Дани опустила глаза и увидела кровь, много густой крови, и что-то поблёскивающее среди озера алого. Рано выдохнув, она прикрыла глаза. Это… важно. Она точно знает, что этот нож ей важен. Девушка отстранённо убрала руки ото рта и присела на корточки, болящими руками подбирая сталь.
— Я… не понимаю…
Окровавленный нож, окровавленная Даниэль, окровавленные отец и мать, окровавленная кухня. Всё стало алым, железный запах пропитал все вещи в этой комнате. Это самый настоящий Ад на земле. То, чего она так боялась наконец произошло.

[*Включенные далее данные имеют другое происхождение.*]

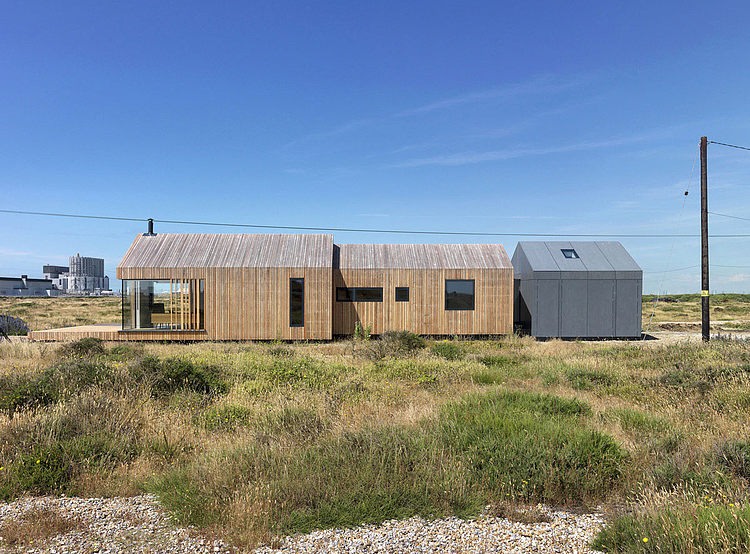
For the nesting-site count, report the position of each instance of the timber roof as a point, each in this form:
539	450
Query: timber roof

Даниэль медленно поплелась из кухни и присела на небольшой диван. Упираясь остекленевшим взглядом в стену, она застыла. Перед глазами у неё была кухня и мелькающая кровь, но и этого она, казалось, и не замечала. Её окровавленные уста без устали что-то беззвучно шептали, как молитву. Она пришла в себя, когда нож выскользнул у нее из руки, и вздрогнула.
«Боже мой! Боже мой!!! — согнулась девушка, широко раскрыв рот и снова вспомнила тело. — Что случилось?! Кто?..». Это было ужасающе. Кто мог сделать с ним такое? За что? «Папа, папа...» — запинаясь, зашептала Дэнни. Она не могла поверить, что тот… та груда мяса, лежащая посреди кухни — это её отец. Его просто убили! И главное, как!.. «Его просто распотрошили, как животное» — мелькнула мысль, от которой Дани снова стало дурно.
Боже, её папа умер. Её… он умер, боже. Он… всё.
Даниэль зажмурилась, повторяя как мантру "Успокойся". Она просто не хотела думать о смерти отца, но картины до сих пор мелькали в её голове. Все замерцало, и Дани взвизгнула от боли, одёргивая руки. Слёзы и сопли потекли по лицу, и она пыталась вернуть контроль над телом. Боль мешала, она отвлекала. Спустя, казалось бы, бесконечные минуты, Дан смогла раскрыть глаза и посмотреть на руки. Её руки были в крови, эти красные сгустки забились под ногти, а рана... Девушке стало дурно. Не хотелось смотреть на эти драные ошмётки кожи, размазанные вместе с кожей по рукам и эту... глубокую рану. Надо было хотя бы их забинтовать и продезинфицировать.
И когда Дани, не думая, плеснула папиного алкоголя на руки, она не сдержала визг, и это было даже как-то смешно.
***
Точно
Она поняла. Она наконец-то поняла.
Глядя на синяки на туловище, она неясно вспоминала крики. Глядя на одежду в алом, на тёмные загустевшие капли на лице, она поняла, откуда на ней так много крови. Глядя на криво наложение бинты, она вспомнила, как в порыве ярости увлеклась. Увлеклась… У того ножа металлическая скользкая рукоять плавно переходил в клинок, и её ладони просто соскользнули из-за частых ударов.
Она убийца собственного отца. Она убийца.
Она не хотела. Видел Бог, она не хотела.